Riordan blasts Davis on education

LOS ANGELES – Former Los Angeles Mayor Richard Riordan lashed out at Gov. Gray Davis for his education policies, shouting at a Saturday news conference, “Gray Davis, in the name of God, in the name of our children, stop this!”

In a tight contest with businessman Bill Simon for the March 5 GOP nomination for governor, Riordan, at the Republican Latino Summit, accused the Democratic governor of promoting policies he said were undermining Proposition 227, which limited bilingual education.

“It’s worse than nonsense. It’s downright evil,” Riordan said heatedly of regulations under consideration by the state Board of Education that would give teachers rather than parents the right to apply for waivers to place students in bilingual programs.

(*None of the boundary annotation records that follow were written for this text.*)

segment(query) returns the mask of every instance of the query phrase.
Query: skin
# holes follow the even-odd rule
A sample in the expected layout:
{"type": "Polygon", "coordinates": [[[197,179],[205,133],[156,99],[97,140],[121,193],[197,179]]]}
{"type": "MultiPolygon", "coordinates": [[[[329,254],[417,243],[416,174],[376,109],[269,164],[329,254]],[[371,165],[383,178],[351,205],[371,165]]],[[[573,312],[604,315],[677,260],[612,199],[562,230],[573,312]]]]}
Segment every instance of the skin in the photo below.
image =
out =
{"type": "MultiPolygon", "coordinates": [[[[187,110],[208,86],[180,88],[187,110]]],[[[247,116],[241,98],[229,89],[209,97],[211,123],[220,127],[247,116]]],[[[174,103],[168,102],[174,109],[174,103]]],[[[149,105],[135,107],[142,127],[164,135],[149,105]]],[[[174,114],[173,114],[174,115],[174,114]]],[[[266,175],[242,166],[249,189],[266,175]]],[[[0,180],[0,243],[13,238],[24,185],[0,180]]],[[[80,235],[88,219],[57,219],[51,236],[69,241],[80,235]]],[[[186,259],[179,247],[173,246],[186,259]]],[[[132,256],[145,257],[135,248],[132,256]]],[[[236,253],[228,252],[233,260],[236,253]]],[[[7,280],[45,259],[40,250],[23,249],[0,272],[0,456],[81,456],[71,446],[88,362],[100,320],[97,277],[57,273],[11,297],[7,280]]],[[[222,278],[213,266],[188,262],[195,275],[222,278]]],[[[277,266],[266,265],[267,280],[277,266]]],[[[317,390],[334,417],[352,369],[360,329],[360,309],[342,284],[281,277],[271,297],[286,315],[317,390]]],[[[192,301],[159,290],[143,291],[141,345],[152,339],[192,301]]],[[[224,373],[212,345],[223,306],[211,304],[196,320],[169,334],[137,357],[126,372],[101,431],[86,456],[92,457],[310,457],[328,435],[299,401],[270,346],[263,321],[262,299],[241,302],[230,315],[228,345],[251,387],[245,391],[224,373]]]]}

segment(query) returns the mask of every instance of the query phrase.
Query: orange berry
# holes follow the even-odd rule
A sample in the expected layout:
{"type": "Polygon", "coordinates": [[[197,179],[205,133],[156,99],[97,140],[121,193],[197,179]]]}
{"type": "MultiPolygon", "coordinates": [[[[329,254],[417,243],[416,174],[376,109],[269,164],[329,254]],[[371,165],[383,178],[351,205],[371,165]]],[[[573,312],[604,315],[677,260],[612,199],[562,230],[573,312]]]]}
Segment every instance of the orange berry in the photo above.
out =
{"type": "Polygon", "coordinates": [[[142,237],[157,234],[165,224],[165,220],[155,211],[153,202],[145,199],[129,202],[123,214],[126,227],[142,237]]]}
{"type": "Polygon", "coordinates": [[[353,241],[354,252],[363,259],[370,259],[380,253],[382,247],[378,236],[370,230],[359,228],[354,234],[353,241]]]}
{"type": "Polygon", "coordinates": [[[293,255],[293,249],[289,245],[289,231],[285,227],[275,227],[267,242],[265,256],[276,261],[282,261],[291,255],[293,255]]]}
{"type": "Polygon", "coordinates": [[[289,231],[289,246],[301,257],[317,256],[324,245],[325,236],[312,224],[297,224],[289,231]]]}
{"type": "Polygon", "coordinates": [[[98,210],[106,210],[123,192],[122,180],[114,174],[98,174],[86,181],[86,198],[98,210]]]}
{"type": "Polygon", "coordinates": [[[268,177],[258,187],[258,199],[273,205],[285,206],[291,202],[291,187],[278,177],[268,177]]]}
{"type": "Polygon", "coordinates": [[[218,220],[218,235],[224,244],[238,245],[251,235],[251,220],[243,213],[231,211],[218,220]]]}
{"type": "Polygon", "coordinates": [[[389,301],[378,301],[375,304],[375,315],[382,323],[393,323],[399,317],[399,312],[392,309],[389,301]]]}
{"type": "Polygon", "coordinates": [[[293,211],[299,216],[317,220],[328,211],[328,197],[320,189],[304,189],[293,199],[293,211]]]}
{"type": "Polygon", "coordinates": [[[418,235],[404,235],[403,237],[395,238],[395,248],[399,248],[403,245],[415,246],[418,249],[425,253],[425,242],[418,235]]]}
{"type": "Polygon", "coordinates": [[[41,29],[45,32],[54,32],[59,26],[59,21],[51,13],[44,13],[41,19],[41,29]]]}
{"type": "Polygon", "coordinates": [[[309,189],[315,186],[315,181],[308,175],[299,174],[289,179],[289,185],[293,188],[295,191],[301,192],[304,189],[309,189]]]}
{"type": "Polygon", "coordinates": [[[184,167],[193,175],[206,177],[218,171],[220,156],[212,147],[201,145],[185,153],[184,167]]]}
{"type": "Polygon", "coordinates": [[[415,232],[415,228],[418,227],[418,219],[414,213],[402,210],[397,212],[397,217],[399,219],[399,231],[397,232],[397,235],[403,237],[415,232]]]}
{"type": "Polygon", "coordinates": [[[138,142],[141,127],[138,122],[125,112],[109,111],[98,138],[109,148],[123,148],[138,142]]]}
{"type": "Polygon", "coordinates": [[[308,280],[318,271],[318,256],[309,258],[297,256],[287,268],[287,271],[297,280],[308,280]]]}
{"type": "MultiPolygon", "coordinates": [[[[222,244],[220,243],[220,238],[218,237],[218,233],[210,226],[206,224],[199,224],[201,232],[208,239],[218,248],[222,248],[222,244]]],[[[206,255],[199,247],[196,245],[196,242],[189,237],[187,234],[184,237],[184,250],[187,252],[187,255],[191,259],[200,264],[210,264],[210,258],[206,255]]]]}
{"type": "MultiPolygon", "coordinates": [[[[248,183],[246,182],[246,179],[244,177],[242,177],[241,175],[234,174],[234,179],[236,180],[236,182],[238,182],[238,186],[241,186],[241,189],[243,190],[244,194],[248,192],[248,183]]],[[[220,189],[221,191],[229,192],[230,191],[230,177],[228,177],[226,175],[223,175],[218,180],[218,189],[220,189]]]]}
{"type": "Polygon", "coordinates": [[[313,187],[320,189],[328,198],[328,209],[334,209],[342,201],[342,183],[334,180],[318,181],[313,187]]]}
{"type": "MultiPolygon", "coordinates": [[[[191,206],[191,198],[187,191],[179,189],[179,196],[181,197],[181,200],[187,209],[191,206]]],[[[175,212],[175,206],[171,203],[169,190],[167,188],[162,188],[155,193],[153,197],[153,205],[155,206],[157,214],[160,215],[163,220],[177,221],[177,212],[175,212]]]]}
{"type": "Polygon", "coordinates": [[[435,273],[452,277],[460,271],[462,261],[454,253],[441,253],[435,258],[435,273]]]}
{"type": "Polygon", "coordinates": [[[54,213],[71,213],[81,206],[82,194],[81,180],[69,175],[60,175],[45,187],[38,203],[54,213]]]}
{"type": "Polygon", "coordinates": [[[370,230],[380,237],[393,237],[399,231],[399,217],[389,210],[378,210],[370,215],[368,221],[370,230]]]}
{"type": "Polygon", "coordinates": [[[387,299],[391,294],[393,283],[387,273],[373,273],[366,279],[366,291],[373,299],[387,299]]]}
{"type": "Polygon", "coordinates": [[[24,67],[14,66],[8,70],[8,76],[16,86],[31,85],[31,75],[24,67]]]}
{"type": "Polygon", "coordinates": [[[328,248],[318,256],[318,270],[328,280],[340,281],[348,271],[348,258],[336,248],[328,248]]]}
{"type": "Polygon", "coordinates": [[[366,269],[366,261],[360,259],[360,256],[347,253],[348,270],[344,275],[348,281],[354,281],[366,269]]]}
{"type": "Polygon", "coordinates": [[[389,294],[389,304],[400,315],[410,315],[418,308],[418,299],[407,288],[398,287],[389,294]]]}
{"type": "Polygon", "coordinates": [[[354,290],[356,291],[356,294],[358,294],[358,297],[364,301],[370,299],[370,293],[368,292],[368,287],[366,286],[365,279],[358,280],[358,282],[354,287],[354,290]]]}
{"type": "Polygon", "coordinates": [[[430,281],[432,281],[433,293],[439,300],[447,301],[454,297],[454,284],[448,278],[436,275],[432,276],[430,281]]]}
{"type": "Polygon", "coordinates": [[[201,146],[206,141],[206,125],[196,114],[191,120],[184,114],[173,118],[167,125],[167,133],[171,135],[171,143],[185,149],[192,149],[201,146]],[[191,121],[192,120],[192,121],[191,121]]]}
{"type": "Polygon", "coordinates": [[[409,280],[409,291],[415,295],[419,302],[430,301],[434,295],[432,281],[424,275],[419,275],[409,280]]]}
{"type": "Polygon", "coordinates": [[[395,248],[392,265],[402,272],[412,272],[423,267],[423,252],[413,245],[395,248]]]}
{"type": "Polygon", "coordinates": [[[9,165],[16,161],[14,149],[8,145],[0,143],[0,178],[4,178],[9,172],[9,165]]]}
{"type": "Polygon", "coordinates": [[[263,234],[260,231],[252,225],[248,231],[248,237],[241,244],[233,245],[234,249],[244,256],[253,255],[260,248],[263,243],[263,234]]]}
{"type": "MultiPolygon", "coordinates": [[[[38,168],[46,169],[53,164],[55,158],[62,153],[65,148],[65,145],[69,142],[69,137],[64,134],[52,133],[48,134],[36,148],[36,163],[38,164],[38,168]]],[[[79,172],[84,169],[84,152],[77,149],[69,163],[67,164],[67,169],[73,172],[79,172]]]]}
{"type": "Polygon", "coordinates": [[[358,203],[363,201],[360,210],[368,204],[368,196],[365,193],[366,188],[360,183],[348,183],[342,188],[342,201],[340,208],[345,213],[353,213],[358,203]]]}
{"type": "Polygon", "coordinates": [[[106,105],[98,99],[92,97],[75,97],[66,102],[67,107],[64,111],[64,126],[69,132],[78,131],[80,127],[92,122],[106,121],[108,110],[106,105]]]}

Davis press secretary Roger Salazar dismissed the criticism and said although the governor opposed Proposition 227, he is committed to upholding it. Salazar said the Board of Education is simply considering regulations to make sure the proposition works.

“This man has lost it,” Salazar said of Riordan. “His campaign is obviously in a free fall . . . they’re frantically trying to find a way to save themselves.”

Proposition 227 passed in 1998 with the support of 61 percent of voters, but only 37 percent of Hispanic voters. Nonetheless Riordan made the issue the centerpiece of a news conference at the daylong Latino Summit hosted by state and national Republicans at the Los Angeles Airport Marriott Hotel.

He also unveiled a 30-second Spanish-language advertisement that began running statewide Saturday, the first Spanish-language ad to be run by a GOP candidate during a California gubernatorial primary.

Davis began running an ad in Spanish on Tuesday.

Riordan, a moderate who enjoyed strong support from Latinos during his eight years as mayor, might seem to have stronger appeal to Latino voters than conservatives Simon or Secretary of State Bill Jones, the third major GOP candidate.

But Jones and Simon also were present Saturday, and at a lunchtime forum each candidate spoke of his commitment to education and delivered other messages tailored for a Latino audience. It was probably the candidates’ last face-to-face meeting before Election Day, but the event did not allow them the opportunity to interact with one other.

Simon also criticized Davis on education, alleging California schools are failing children.

“It’s a moral outrage; it’s the worst thing about our state in my estimate,” he said.

Jones touted his work as secretary of state in cracking down on notaries public who seek to defraud Latinos.

“We’ve worked hard to work with the Latino community and walk the walk,” he said.

The summit, designed to help the GOP reach Latino voters and generate enthusiasm nine days before the primary, drew state and national party leaders as well as some 400 party members and Latino activists.

With President Bush committed to increasing the Republican Party’s strength among Latinos, party members are stepping up efforts in California, home to a burgeoning Latino community that’s demonstrated a reluctance to vote Republican.